Un sonido extraño le llamó la atención. Cleo se giró y distinguió a alguien moviéndose entre las sombras. El corazón le dio un vuelco. No por miedo, sino porque había reconocido a aquel hombre sin necesidad de verle la cara.
Sadik caminó hacia ella guiado por la luz de la lamparita que había justo a la izquierda de la puerta del dormitorio de Cleo. No dijo ni una palabra. Tanto mejor, porque ella tenía la garganta seca.
Llevaba puestos unos pantalones vaqueros y camisa de polo. Aquel atuendo no tenía nada de raro, pero Sadik era un príncipe y Cleo nunca lo había visto de otra manera que no fuera con traje de chaqueta o esmoquin. O desnudo. Pero mejor sería borrar aquella imagen de la cabeza, pensó.
Sadik se detuvo a menos de un metro de ella. Su expresión no reflejaba nada en concreto, pero Cleo tuvo la impresión de que no se alegraba de verla. Medía al menos dos metros, lo que significaba que le resultaba muy fácil mirarla por encima del hombro.
Cleo sintió el deseo momentáneo de dar un paso atrás. Pero en su lugar hizo lo que mejor se le daba: Decir lo que pensaba.
– Tengo que decir que surges de la oscuridad mejor que nadie -dijo apoyándose contra la barandilla-. ¿Es algo innato en los hombres altos o se trata más bien de una habilidad propia de príncipes?
– Veo que todavía no has aprendido a contener tu lengua -respondió él mirándola con los ojos entornados-. Como mujer que eres, deberías saberlo ya.
– Sadik, tienes que renovarte -aseguró Cleo poniendo los ojos en blanco -. Estamos en un nuevo milenio. Las mujeres tenemos cerebro y lo utilizamos. ¿O todavía no te has enterado?
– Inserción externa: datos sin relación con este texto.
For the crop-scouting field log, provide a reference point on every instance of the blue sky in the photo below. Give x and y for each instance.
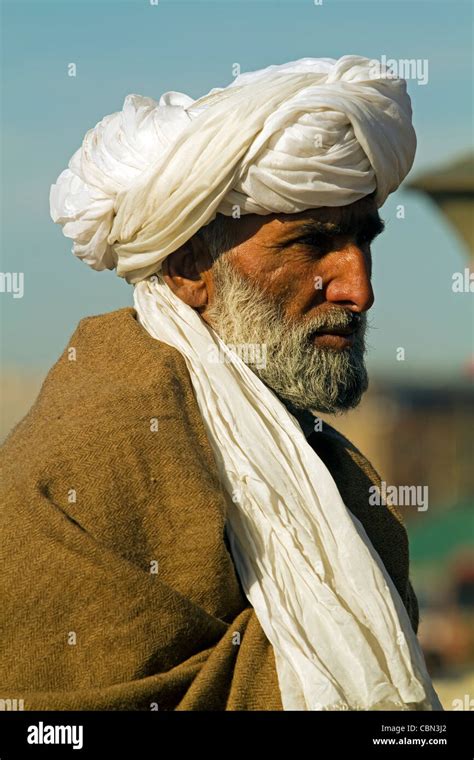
(131, 46)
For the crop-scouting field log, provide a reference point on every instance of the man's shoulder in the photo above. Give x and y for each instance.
(111, 373)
– Soy el príncipe Sadik de Bahania -dijo entonces él con cierta agresividad-. No puedes hablarme de ese modo. Tienes que aprender cuál es tu sitio.
– La última vez que miré mi sitio estaba tres metros más allá -respondió Cleo señalando su dormitorio con la mano-. Así que lo conozco perfectamente y debo decir que es precioso.
Sadik dio medio paso hacia delante, colocándose demasiado cerca para el gusto de Cleo. La miró fijamente y emitió una especie de gruñido surgido desde lo más profundo de su garganta. Cleo no podía creerlo. Sintió cómo un escalofrío le recorría la espina dorsal y se estremeció. Por un lado le complacía saber que todavía lo excitaba, pero por otra parte al estar tan cerca de él le resultaba difícil pensar y respirar a la vez.
Sadik seguía mirándola y ella le aguantó la mirada. De ninguna manera iba a hacerle saber cuánto daño le había hecho. Que habían pasado ciento veinte noches desde que lo vio por última vez y que al menos había pasado setenta de ellas llorando.
Tenía que conseguir que Sadik no supiera nunca cuánto le había importado. Y desde luego que no se enterara de que estaba embarazada.
– ¿Cuándo piensas disculparte por haberte ido de mi cama? -le preguntó.
Aquella pregunta la pilló por sorpresa. Cleo se lo quedó mirando fijamente durante unos segundos mientras aquellas palabras le daban vueltas en la cabeza. ¿Acaso estaba loco?